具体的には、以下のような感覚が挙げられます。
- これまでの自分の感覚が普段と異なるように繰り返し感じる。
- 世界がぼやけてみえ、曖昧に夢を見ているかのように感じてしまう。
- 現実感を喪失し、その意味合いがわからなくなってしまう。
- 自分の身体の大きさや形が違って感じる。
- 見たことのない光景を見たことがあると感じたり(デジャヴ:既視感)、見たことがある光景を見たことがないと感じたりする(ジャメヴ:未視感)
など
また、「自分と世界の間にベールがあり世界がぼやけて感じる」と表現されることもあります。
ただし、離人症状が出ている間は意識状態が混濁していたり、見当識障害が認められたりするわけではなく、現実検討能力は正常に保たれています。
また、離人症は単独で生じることは少なく、多くは解離性障害のその他の症状と共に認めらます。
検査・診断
離人症を診断するための血液検査や脳画像検査、脳波の検査などは現在のところ確立されていません。そのため、患者さんの訴えを医師が問診し、診断基準に基づいて診断されます。
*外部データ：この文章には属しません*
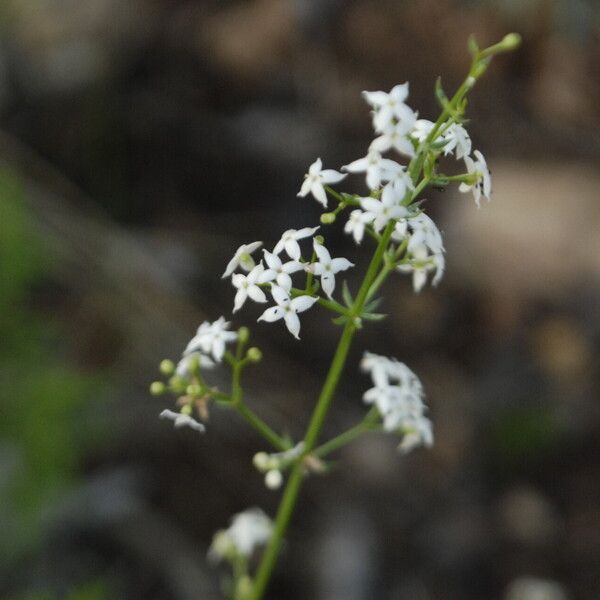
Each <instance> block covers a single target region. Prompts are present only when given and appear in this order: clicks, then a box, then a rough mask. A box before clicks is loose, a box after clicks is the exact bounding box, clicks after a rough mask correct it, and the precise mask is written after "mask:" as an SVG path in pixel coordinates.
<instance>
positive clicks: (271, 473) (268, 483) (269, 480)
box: [265, 470, 283, 490]
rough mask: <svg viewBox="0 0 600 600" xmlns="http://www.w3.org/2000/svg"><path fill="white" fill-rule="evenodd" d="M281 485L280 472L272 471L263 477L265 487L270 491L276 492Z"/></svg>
mask: <svg viewBox="0 0 600 600" xmlns="http://www.w3.org/2000/svg"><path fill="white" fill-rule="evenodd" d="M282 483H283V475H282V474H281V471H276V470H272V471H269V472H268V473H267V474H266V475H265V485H266V486H267V487H268V488H269V489H270V490H278V489H279V488H280V487H281V484H282Z"/></svg>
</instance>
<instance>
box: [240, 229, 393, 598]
mask: <svg viewBox="0 0 600 600" xmlns="http://www.w3.org/2000/svg"><path fill="white" fill-rule="evenodd" d="M394 226H395V223H394V222H393V221H392V222H390V223H388V226H387V227H386V229H385V231H384V233H383V235H382V236H381V239H380V241H379V245H378V246H377V249H376V250H375V254H374V255H373V258H372V259H371V262H370V264H369V267H368V269H367V272H366V274H365V278H364V279H363V282H362V284H361V286H360V289H359V291H358V294H357V296H356V300H355V302H354V306H353V307H352V311H351V313H352V317H351V318H349V319H348V321H347V322H346V325H345V326H344V330H343V331H342V335H341V337H340V341H339V342H338V345H337V348H336V351H335V354H334V356H333V360H332V361H331V366H330V367H329V372H328V373H327V377H326V378H325V383H324V384H323V388H322V389H321V393H320V395H319V399H318V401H317V405H316V406H315V410H314V411H313V414H312V417H311V420H310V423H309V425H308V428H307V430H306V435H305V436H304V452H303V455H302V457H300V458H299V460H298V461H297V462H296V464H295V465H294V467H293V469H292V471H291V473H290V476H289V478H288V482H287V485H286V487H285V490H284V492H283V497H282V499H281V503H280V504H279V509H278V511H277V517H276V519H275V528H274V531H273V535H272V536H271V539H270V541H269V544H268V546H267V548H266V549H265V552H264V554H263V557H262V560H261V563H260V566H259V568H258V571H257V574H256V579H255V581H254V588H253V593H252V600H261V598H262V597H263V595H264V593H265V590H266V588H267V585H268V584H269V580H270V578H271V573H272V572H273V568H274V566H275V563H276V562H277V557H278V556H279V552H280V550H281V543H282V541H283V538H284V536H285V532H286V531H287V528H288V525H289V522H290V519H291V516H292V513H293V512H294V508H295V506H296V502H297V500H298V495H299V493H300V488H301V487H302V481H303V469H304V467H303V461H302V458H303V457H304V456H305V455H306V454H309V453H310V452H311V451H312V450H313V449H314V447H315V444H316V443H317V440H318V438H319V434H320V433H321V429H322V428H323V424H324V422H325V417H326V416H327V413H328V411H329V407H330V406H331V402H332V400H333V396H334V394H335V390H336V388H337V385H338V382H339V380H340V376H341V374H342V371H343V370H344V366H345V364H346V358H347V357H348V352H349V350H350V346H351V344H352V339H353V337H354V334H355V333H356V329H357V323H356V322H355V319H358V318H360V314H361V312H362V310H363V308H364V305H365V302H366V300H367V295H368V293H369V288H370V287H371V284H372V283H373V281H374V280H375V278H376V277H377V272H378V271H379V267H380V266H381V262H382V260H383V254H384V252H385V250H386V248H387V246H388V244H389V241H390V238H391V236H392V232H393V231H394Z"/></svg>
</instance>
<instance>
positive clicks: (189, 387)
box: [185, 383, 202, 397]
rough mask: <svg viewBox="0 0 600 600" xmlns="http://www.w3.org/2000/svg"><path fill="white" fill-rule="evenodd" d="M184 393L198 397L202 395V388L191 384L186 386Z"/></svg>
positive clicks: (195, 384) (188, 395) (194, 384)
mask: <svg viewBox="0 0 600 600" xmlns="http://www.w3.org/2000/svg"><path fill="white" fill-rule="evenodd" d="M185 392H186V394H187V395H188V396H194V397H196V396H200V395H201V394H202V386H199V385H198V384H197V383H192V384H190V385H188V386H187V388H186V389H185Z"/></svg>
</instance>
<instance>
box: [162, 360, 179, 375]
mask: <svg viewBox="0 0 600 600" xmlns="http://www.w3.org/2000/svg"><path fill="white" fill-rule="evenodd" d="M158 368H159V370H160V372H161V373H162V374H163V375H167V377H168V376H170V375H173V373H175V363H174V362H173V361H172V360H169V359H168V358H166V359H165V360H163V361H161V363H160V365H159V367H158Z"/></svg>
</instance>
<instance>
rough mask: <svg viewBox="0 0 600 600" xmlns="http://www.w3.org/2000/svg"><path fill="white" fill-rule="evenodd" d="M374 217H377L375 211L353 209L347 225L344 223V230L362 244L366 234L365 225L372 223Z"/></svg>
mask: <svg viewBox="0 0 600 600" xmlns="http://www.w3.org/2000/svg"><path fill="white" fill-rule="evenodd" d="M373 219H375V215H374V214H373V213H369V212H363V211H362V210H359V209H356V210H353V211H352V212H351V213H350V217H349V218H348V221H347V223H346V225H344V232H345V233H349V234H352V237H353V238H354V241H355V242H356V243H357V244H360V243H361V242H362V239H363V237H364V235H365V227H366V226H367V225H368V224H369V223H372V222H373Z"/></svg>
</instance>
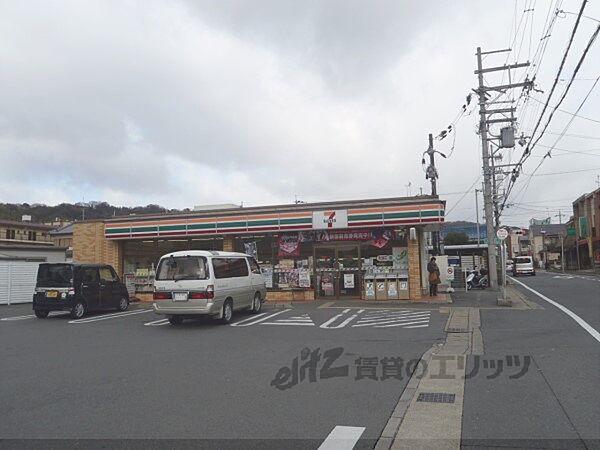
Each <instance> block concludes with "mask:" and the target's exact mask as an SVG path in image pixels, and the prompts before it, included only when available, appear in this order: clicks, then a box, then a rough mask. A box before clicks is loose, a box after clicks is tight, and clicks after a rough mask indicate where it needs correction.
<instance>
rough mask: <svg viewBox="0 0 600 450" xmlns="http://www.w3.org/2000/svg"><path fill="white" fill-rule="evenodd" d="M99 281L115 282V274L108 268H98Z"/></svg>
mask: <svg viewBox="0 0 600 450" xmlns="http://www.w3.org/2000/svg"><path fill="white" fill-rule="evenodd" d="M100 280H102V281H109V282H112V281H117V279H116V276H115V274H114V273H113V272H112V270H110V267H100Z"/></svg>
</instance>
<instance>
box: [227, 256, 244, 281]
mask: <svg viewBox="0 0 600 450" xmlns="http://www.w3.org/2000/svg"><path fill="white" fill-rule="evenodd" d="M230 261H231V271H232V272H233V275H231V276H232V277H247V276H248V263H246V258H235V259H230Z"/></svg>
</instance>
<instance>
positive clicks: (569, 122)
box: [533, 25, 600, 173]
mask: <svg viewBox="0 0 600 450" xmlns="http://www.w3.org/2000/svg"><path fill="white" fill-rule="evenodd" d="M598 32H600V25H598V27H597V28H596V32H595V34H594V36H593V37H592V41H591V42H593V39H595V38H596V36H597V35H598ZM588 48H589V46H588ZM586 50H587V48H586ZM598 80H600V76H598V78H596V81H595V82H594V84H593V85H592V87H591V88H590V90H589V91H588V93H587V94H586V95H585V97H584V98H583V100H582V101H581V103H580V104H579V106H578V107H577V110H576V111H575V114H574V115H573V117H571V120H569V122H568V123H567V125H565V128H564V129H563V134H561V135H559V136H558V137H557V138H556V141H554V144H552V147H551V148H550V150H548V152H547V153H546V154H545V155H544V157H543V158H542V160H541V161H540V163H539V164H538V166H537V167H536V168H535V170H534V171H533V173H535V172H536V171H537V169H538V168H539V167H540V166H541V165H542V163H543V162H544V160H545V159H546V158H550V157H552V150H553V149H554V147H555V146H556V144H558V142H559V141H560V140H561V139H562V138H563V135H564V133H566V131H567V130H568V129H569V127H570V126H571V124H572V123H573V120H575V117H576V114H577V113H578V112H579V111H580V110H581V108H583V105H585V102H586V101H587V99H588V98H589V96H590V94H591V93H592V91H593V90H594V88H595V87H596V85H597V84H598Z"/></svg>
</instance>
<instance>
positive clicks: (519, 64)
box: [475, 47, 532, 289]
mask: <svg viewBox="0 0 600 450" xmlns="http://www.w3.org/2000/svg"><path fill="white" fill-rule="evenodd" d="M508 51H510V49H505V50H493V51H488V52H482V51H481V47H477V70H476V71H475V74H477V78H478V82H479V83H478V88H477V89H476V90H475V91H476V93H477V94H478V96H479V134H480V136H481V148H482V156H483V206H484V211H485V224H486V236H487V250H488V266H489V280H490V287H491V288H492V289H497V288H498V265H497V259H496V256H497V255H496V245H495V239H496V233H495V231H496V227H498V226H499V225H500V211H497V207H495V206H497V200H496V196H497V192H495V191H496V190H495V185H496V179H495V176H496V171H495V169H496V168H495V167H494V161H493V158H494V152H493V151H490V147H489V142H490V141H491V140H492V139H490V138H488V126H489V125H491V124H499V123H509V124H510V126H511V127H512V126H513V125H514V123H515V122H516V120H517V119H516V118H515V117H514V115H513V113H514V111H515V108H514V107H508V108H498V107H496V108H494V109H489V110H488V109H487V98H486V97H487V95H488V94H487V92H489V91H495V92H500V93H502V92H506V91H507V90H508V89H512V88H516V87H530V86H531V85H532V82H531V81H529V80H527V79H526V80H525V81H524V82H519V83H513V82H512V81H511V76H510V75H511V74H510V70H512V69H517V68H520V67H527V66H529V63H528V62H527V63H515V64H509V65H503V66H498V67H487V68H485V69H484V68H483V62H482V55H489V54H492V53H504V52H508ZM502 70H508V71H509V83H508V84H505V85H500V86H485V84H484V80H483V74H484V73H489V72H497V71H502ZM507 113H510V117H506V116H505V114H507ZM493 114H501V115H502V117H500V118H496V119H489V118H488V116H490V115H493ZM513 135H514V131H513ZM512 141H513V142H512V145H510V144H509V145H506V144H505V142H504V137H502V139H501V144H500V145H499V146H498V150H499V149H500V148H506V147H512V146H514V136H513V139H512Z"/></svg>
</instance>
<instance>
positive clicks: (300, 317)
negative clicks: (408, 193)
mask: <svg viewBox="0 0 600 450" xmlns="http://www.w3.org/2000/svg"><path fill="white" fill-rule="evenodd" d="M517 281H519V282H522V283H525V284H526V285H527V286H529V287H530V288H531V289H534V290H535V291H537V292H539V293H540V294H541V295H543V296H545V297H546V298H547V299H549V300H551V302H555V304H553V303H551V302H548V301H547V300H545V299H544V298H541V297H539V296H538V295H537V294H535V293H534V292H531V291H530V290H528V289H526V288H525V287H522V286H520V285H518V283H517V284H516V286H517V289H518V290H519V291H520V293H521V294H522V295H523V296H524V297H526V299H527V301H524V302H521V303H520V304H519V307H515V308H505V307H498V306H497V305H496V303H495V299H496V297H497V295H498V293H497V292H493V291H490V290H485V291H470V292H468V293H456V294H455V295H454V296H453V300H454V303H452V304H448V305H423V304H413V305H406V306H402V305H395V304H390V305H389V306H387V305H379V304H377V305H369V304H368V303H360V304H358V305H357V306H348V305H343V304H337V305H336V304H335V303H322V302H311V303H307V304H294V305H293V306H283V307H282V306H279V307H277V308H274V307H272V306H270V305H268V306H266V308H265V309H264V310H263V311H262V312H261V313H260V314H258V315H251V314H246V313H241V312H240V313H237V314H236V315H235V317H234V320H233V323H231V324H230V325H220V324H218V323H216V322H215V321H213V320H210V319H201V320H194V321H188V322H185V323H184V324H183V325H181V326H172V325H170V324H169V323H168V322H167V321H166V320H164V318H162V317H161V316H156V315H154V313H153V312H152V311H150V310H149V309H148V305H132V309H131V310H130V311H127V312H125V313H115V312H108V313H99V314H91V315H89V316H86V317H85V318H84V319H81V320H72V319H70V317H68V315H65V314H62V313H53V314H52V315H51V317H49V318H48V319H37V318H35V317H34V316H33V314H32V311H31V305H14V306H3V307H0V335H1V337H2V339H1V341H0V357H1V360H2V364H1V365H0V377H2V384H1V385H0V386H1V387H0V395H1V398H2V402H1V403H0V412H1V413H2V421H0V439H1V440H0V446H2V447H28V448H29V447H43V448H47V447H48V446H53V447H55V448H60V447H73V446H85V447H86V448H95V447H98V448H107V447H109V448H115V447H125V446H126V447H128V448H138V447H139V448H145V449H147V448H164V447H170V448H178V447H179V448H181V447H186V448H189V447H194V448H276V449H286V448H298V449H304V448H314V449H317V448H319V446H321V445H322V444H323V443H324V442H325V443H328V442H330V440H331V439H332V438H333V437H335V436H337V437H340V436H341V437H344V438H347V439H348V441H347V442H346V445H345V446H344V447H342V448H352V447H353V446H354V448H373V447H374V446H375V444H376V442H377V440H378V438H379V437H380V436H381V434H382V431H383V430H384V427H386V424H388V420H390V417H391V416H392V412H394V411H398V409H397V404H400V403H399V402H398V401H399V398H400V397H401V395H403V393H404V395H403V398H407V399H408V400H404V402H405V403H406V402H408V403H406V405H407V407H408V410H407V413H406V417H414V416H415V412H416V411H417V409H415V406H418V405H416V404H415V401H418V400H416V399H415V397H413V399H412V400H411V397H410V395H409V396H407V393H410V391H411V390H412V391H413V392H414V390H415V389H412V388H411V389H406V386H407V383H408V381H409V375H410V374H411V371H410V370H409V369H408V367H409V366H410V365H411V362H413V363H414V362H415V361H416V360H418V359H419V358H420V357H421V355H423V354H424V353H425V352H427V351H428V350H429V351H431V349H432V348H435V346H436V344H441V343H443V342H445V341H446V342H447V338H448V339H451V337H452V336H451V335H452V333H448V334H446V333H445V332H444V329H445V326H446V322H447V319H448V312H449V311H454V312H456V313H457V314H459V312H460V311H462V312H463V313H464V311H467V310H469V311H476V312H477V314H476V316H477V317H480V322H481V325H480V331H481V336H482V343H483V345H482V348H483V351H477V352H473V354H469V356H468V357H467V365H466V368H465V373H466V377H467V379H466V381H465V382H464V402H463V403H462V405H463V408H462V417H460V418H459V421H458V422H457V423H458V429H459V430H460V428H461V423H462V430H461V431H462V447H463V448H465V449H471V448H490V447H492V448H493V447H498V448H532V447H533V448H564V449H575V448H588V449H590V448H600V426H599V424H600V390H599V389H598V387H599V386H600V371H599V370H598V369H599V368H600V342H598V340H597V339H596V338H595V337H594V336H593V332H592V333H590V330H594V331H596V332H597V330H598V329H599V328H600V321H599V318H600V317H599V314H600V307H599V301H600V298H599V296H598V288H599V287H600V282H599V281H598V280H597V279H595V278H593V277H576V276H563V275H561V274H556V273H543V272H539V273H538V275H537V276H536V277H528V278H521V277H520V278H518V279H517ZM557 305H562V307H563V308H567V309H568V311H570V312H571V313H572V314H571V315H569V314H567V313H566V312H565V310H561V309H560V308H559V307H558V306H557ZM454 312H453V313H452V314H454ZM461 314H462V313H461ZM469 314H471V313H469ZM573 316H576V317H578V318H580V321H579V322H578V321H577V320H575V319H574V317H573ZM581 321H585V323H587V325H588V329H586V327H584V326H582V322H581ZM469 323H470V322H469ZM477 330H479V326H478V328H477ZM456 336H457V335H455V337H456ZM450 347H452V344H450ZM478 353H481V354H478ZM393 358H399V359H393ZM413 368H414V365H413ZM432 378H433V377H432ZM413 380H414V377H413ZM447 387H450V384H449V385H448V386H447ZM431 392H434V391H431ZM444 392H446V391H444ZM401 402H402V400H401ZM431 408H432V409H431V410H432V411H433V410H434V409H433V408H434V407H431ZM435 408H443V406H436V407H435ZM421 409H422V408H421ZM435 410H438V409H435ZM439 410H440V411H441V409H439ZM420 420H422V421H425V422H427V423H428V426H429V427H430V426H431V425H432V424H433V426H435V423H436V421H440V420H441V417H439V416H435V414H433V415H432V416H431V417H429V416H423V417H422V419H420ZM388 426H389V425H388ZM401 428H402V427H401ZM417 428H418V427H417ZM425 428H427V427H423V429H425ZM413 429H415V428H414V427H413ZM429 429H431V427H430V428H429ZM459 436H460V432H459ZM424 437H426V436H424ZM31 439H34V440H31ZM49 439H51V441H49ZM457 442H461V441H460V440H459V441H457Z"/></svg>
ただし、離人症状が現れる病気は精神疾患に限らず、身体疾患においても多く存在するため、それらを除外するための検査は重要です。
具体的には、神経学的所見や脳波、脳画像検査、血液検査といった検査を用いて、てんかんや脳腫瘍、内分泌疾患などを除外することが検討されます。
離人症状が身体疾患に付随する症状である場合は、その疾患を治療して治癒すれば離人症状は改善します。
治療
離人症性障害の治療薬については、有効なものが確立されていません。しかし、離人症に伴い不安や抑うつ気分が付随する場合が多いため、それらの症状に対し対症療法として抗不安薬や抗うつ薬が用いられて有効なことがあります。
また、カウンセリングや認知行動療法といった精神療法も行われますが、治療が難しいケースが少なくありません。
離人症状に付随する別の精神疾患(統合失調症やうつ病など)や身体疾患が認められる場合は、それらの疾患に対しての薬物療法、その他の治療方法が検討されます。